I have a question for those of you concerned with sterilizing your gear. Where do you store it in between uses and what do you do to the razor before using it each time?
 
I'm just generally amused that folks take such extreme precautions on a razor but have no such qualms about using the soda dispensers at fast food restaurants or the ice machines there. A recent study found 75 percent of ice machines checked had ice that was dirtier than the water in the establishments toilets.
We are constantly exposed to horrendous contaminants, and never think twice about it. We obsess over a nickel plated metal razor, and then go to a restaurant and shove a spoon or a fork in our mouth that was in someone elses mouth less than an hour earlier.

Wow! Thanks for this, I had no Earthly idea!!
 
Coming from someone who blows the dust off a dropped cigarette (mine of course) and sticks it back in his mouth I'm not terribly concerned with dirt, bacteria or viruses. :biggrin1:
 
..... We are constantly exposed to horrendous contaminants, and never think twice about it. We obsess over a nickel plated metal razor, and then go to a restaurant and shove a spoon or a fork in our mouth that was in someone elses mouth less than an hour earlier.

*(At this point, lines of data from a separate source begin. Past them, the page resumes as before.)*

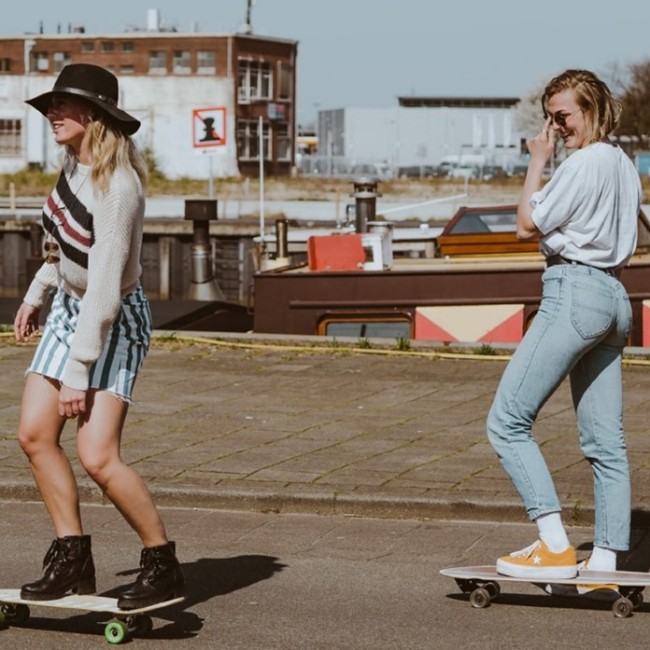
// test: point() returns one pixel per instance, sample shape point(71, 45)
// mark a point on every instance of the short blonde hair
point(595, 99)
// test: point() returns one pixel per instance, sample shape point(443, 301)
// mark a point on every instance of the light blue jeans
point(582, 325)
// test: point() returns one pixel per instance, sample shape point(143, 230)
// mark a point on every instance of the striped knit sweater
point(99, 235)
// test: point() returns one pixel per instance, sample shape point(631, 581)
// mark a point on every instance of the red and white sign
point(208, 127)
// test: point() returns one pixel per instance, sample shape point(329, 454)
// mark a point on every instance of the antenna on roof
point(247, 26)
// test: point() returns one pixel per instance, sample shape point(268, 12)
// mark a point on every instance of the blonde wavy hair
point(601, 109)
point(110, 149)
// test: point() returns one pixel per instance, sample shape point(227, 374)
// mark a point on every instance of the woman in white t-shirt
point(585, 218)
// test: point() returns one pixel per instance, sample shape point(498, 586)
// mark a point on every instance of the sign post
point(208, 134)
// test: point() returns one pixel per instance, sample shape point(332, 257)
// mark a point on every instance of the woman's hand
point(72, 402)
point(26, 322)
point(542, 146)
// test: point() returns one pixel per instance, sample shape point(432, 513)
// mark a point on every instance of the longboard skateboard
point(125, 624)
point(482, 585)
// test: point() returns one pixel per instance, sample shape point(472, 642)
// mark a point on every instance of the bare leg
point(98, 444)
point(39, 434)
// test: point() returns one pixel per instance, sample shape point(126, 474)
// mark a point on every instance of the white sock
point(552, 533)
point(602, 559)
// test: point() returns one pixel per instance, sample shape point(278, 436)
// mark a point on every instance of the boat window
point(356, 325)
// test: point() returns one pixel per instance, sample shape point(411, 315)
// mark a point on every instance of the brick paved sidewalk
point(384, 433)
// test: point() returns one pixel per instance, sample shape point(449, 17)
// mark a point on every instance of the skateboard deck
point(127, 623)
point(482, 585)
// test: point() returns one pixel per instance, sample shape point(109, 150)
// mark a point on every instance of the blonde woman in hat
point(95, 339)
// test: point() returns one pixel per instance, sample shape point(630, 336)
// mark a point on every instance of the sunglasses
point(560, 118)
point(51, 249)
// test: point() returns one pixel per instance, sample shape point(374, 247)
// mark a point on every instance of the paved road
point(269, 426)
point(261, 581)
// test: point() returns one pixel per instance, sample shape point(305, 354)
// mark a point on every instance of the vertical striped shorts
point(126, 346)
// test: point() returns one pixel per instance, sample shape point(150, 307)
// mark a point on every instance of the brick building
point(170, 81)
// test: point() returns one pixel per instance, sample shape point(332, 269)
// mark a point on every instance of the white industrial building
point(421, 132)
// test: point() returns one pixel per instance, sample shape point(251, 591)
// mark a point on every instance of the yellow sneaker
point(607, 592)
point(538, 562)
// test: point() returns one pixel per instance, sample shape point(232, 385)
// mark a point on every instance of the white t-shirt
point(588, 211)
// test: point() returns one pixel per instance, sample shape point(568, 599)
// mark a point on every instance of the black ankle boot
point(68, 566)
point(160, 579)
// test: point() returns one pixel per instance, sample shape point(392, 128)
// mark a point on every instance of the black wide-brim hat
point(96, 85)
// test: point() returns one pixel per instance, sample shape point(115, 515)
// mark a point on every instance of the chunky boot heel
point(68, 566)
point(161, 578)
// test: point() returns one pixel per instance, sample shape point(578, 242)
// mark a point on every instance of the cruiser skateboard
point(125, 624)
point(482, 585)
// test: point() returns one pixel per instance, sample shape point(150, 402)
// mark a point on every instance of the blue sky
point(369, 52)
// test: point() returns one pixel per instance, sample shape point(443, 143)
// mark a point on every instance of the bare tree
point(635, 119)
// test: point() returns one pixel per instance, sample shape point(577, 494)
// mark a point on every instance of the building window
point(284, 78)
point(39, 62)
point(206, 62)
point(283, 141)
point(60, 59)
point(181, 62)
point(255, 81)
point(248, 140)
point(10, 140)
point(157, 62)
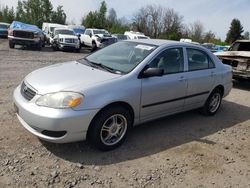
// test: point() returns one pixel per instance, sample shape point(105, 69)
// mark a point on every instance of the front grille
point(23, 34)
point(27, 92)
point(69, 40)
point(233, 63)
point(108, 41)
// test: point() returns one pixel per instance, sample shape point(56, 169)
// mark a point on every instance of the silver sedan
point(101, 96)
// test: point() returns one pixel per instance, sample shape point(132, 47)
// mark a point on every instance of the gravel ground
point(185, 150)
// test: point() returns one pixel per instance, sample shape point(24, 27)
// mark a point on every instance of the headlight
point(76, 41)
point(60, 100)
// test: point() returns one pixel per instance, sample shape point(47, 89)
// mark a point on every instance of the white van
point(48, 29)
point(135, 35)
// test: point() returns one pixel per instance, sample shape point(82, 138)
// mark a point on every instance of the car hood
point(104, 36)
point(68, 36)
point(233, 54)
point(62, 77)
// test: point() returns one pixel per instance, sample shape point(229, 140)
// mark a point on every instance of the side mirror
point(151, 72)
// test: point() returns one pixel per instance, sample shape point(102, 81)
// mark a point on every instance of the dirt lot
point(185, 150)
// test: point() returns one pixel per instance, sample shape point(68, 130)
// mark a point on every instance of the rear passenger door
point(200, 77)
point(164, 95)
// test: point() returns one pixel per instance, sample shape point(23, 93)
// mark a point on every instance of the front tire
point(94, 47)
point(109, 129)
point(213, 103)
point(11, 44)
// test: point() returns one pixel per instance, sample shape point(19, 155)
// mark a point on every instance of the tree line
point(152, 20)
point(33, 12)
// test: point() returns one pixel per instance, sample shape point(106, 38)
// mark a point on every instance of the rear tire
point(11, 44)
point(213, 103)
point(94, 47)
point(39, 46)
point(109, 128)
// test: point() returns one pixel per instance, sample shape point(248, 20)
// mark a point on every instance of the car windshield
point(240, 46)
point(79, 31)
point(100, 32)
point(122, 37)
point(52, 29)
point(64, 32)
point(122, 57)
point(2, 26)
point(142, 37)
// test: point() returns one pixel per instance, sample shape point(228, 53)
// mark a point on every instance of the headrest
point(198, 57)
point(171, 55)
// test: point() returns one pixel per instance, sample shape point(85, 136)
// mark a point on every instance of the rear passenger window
point(170, 60)
point(198, 60)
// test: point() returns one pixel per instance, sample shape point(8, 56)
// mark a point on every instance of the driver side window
point(170, 60)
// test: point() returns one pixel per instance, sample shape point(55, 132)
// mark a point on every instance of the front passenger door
point(164, 95)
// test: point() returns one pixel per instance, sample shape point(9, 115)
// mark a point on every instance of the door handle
point(182, 78)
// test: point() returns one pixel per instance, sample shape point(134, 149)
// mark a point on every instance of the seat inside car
point(170, 61)
point(198, 61)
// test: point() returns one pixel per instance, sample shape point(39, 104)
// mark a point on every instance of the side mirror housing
point(151, 72)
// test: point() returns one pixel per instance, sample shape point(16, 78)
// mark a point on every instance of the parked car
point(26, 35)
point(65, 39)
point(120, 37)
point(78, 30)
point(101, 96)
point(219, 48)
point(48, 29)
point(210, 46)
point(238, 56)
point(4, 29)
point(97, 38)
point(135, 35)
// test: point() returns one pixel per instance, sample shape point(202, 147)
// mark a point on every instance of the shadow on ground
point(156, 136)
point(242, 84)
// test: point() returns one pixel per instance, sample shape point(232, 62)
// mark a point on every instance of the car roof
point(3, 23)
point(63, 28)
point(242, 41)
point(162, 42)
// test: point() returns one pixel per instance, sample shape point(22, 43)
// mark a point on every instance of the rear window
point(240, 46)
point(2, 26)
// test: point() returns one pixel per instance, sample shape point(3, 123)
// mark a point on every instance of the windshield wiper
point(99, 65)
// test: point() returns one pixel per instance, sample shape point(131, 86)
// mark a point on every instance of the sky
point(216, 15)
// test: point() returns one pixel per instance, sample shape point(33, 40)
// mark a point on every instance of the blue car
point(4, 29)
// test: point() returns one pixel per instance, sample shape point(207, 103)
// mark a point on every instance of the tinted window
point(198, 60)
point(122, 56)
point(64, 32)
point(87, 32)
point(240, 46)
point(3, 26)
point(171, 60)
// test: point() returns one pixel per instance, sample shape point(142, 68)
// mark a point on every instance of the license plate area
point(242, 67)
point(16, 109)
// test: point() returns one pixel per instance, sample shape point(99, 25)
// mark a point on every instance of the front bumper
point(63, 125)
point(65, 46)
point(24, 41)
point(241, 74)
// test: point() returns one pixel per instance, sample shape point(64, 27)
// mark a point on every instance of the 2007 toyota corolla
point(101, 96)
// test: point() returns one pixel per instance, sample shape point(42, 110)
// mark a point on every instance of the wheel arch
point(113, 104)
point(221, 88)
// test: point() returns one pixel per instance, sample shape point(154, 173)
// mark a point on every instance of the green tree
point(235, 31)
point(96, 19)
point(59, 16)
point(20, 14)
point(246, 35)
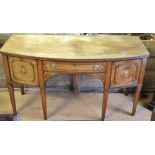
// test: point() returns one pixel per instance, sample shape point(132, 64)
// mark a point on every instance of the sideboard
point(119, 61)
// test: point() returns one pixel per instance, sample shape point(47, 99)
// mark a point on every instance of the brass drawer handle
point(126, 73)
point(96, 67)
point(23, 71)
point(53, 66)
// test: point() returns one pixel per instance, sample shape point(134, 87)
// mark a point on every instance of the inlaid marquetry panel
point(74, 67)
point(125, 73)
point(23, 70)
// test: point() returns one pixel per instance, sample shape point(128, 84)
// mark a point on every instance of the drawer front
point(125, 73)
point(23, 70)
point(74, 67)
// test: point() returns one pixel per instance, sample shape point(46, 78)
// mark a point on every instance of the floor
point(74, 106)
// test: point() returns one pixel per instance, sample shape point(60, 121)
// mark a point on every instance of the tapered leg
point(76, 79)
point(126, 91)
point(12, 97)
point(137, 94)
point(104, 106)
point(22, 89)
point(9, 83)
point(42, 88)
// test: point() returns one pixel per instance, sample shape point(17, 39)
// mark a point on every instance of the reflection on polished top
point(75, 47)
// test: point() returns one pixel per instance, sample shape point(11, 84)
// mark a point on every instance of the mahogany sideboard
point(119, 61)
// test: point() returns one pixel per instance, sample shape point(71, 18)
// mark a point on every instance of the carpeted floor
point(74, 106)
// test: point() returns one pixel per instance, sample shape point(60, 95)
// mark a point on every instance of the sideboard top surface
point(74, 47)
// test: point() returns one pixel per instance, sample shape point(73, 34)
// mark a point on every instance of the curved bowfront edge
point(75, 48)
point(119, 61)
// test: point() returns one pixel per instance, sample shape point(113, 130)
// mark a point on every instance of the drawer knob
point(53, 66)
point(96, 67)
point(23, 71)
point(126, 73)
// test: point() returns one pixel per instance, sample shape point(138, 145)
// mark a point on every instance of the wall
point(88, 82)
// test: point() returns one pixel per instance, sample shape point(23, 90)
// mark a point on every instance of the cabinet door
point(23, 70)
point(125, 73)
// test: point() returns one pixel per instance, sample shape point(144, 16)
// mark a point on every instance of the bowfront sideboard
point(119, 61)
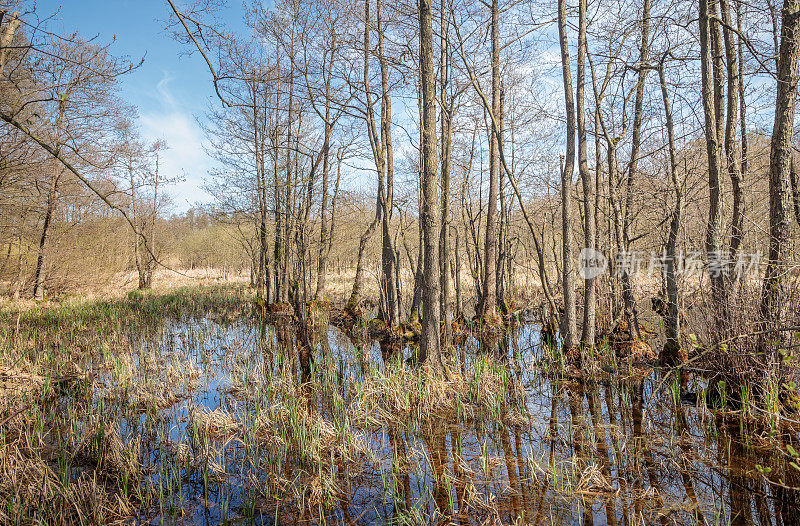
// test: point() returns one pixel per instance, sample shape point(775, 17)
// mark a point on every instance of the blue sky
point(170, 89)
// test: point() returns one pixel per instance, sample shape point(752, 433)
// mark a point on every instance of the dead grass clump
point(15, 382)
point(218, 423)
point(119, 457)
point(396, 395)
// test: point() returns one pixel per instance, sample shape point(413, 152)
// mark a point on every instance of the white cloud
point(185, 158)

Only Howard Hughes understood the true depth of our exposure to all these horrible pathogens. :D

And yet, there are 7 billion+ people walking this earth today and doing just fine.
 
I've used medical-grade cleaning methods on a couple really grotty razors. Just yesterday I used Scrubbing Bubbles and Hibiclens (sort of a nuclear-strength Barbicide, used for cleaning medical equipment) on an H-2 travel Tech. I wasn't concerned about any residual pathogens as just getting rid of grime; Hibiclens will eat the paint off a Panzer. Came out alright. Got it clean enough to see the Gillette logo engraved on the cap. I even autoclaved one of my cheap shavettes once, just to see what would happen. Discolored the copper pins a little, but it seemed undamaged otherwise. Granted, it was all-stainless. For your average razor, Soap/water/Scrubbing Bubbles/Barbicide should be more than enough. If it's in good shape, you can probably skip the SB and Barbicide. The Old-type I got with the H-2 just got Dawn and a soft toothbrush. Generally, I don't care. There's far more germs on a doorknob than a razor that's been sitting for years. Most viruses can't survive more than a few hours outside of a host anyways.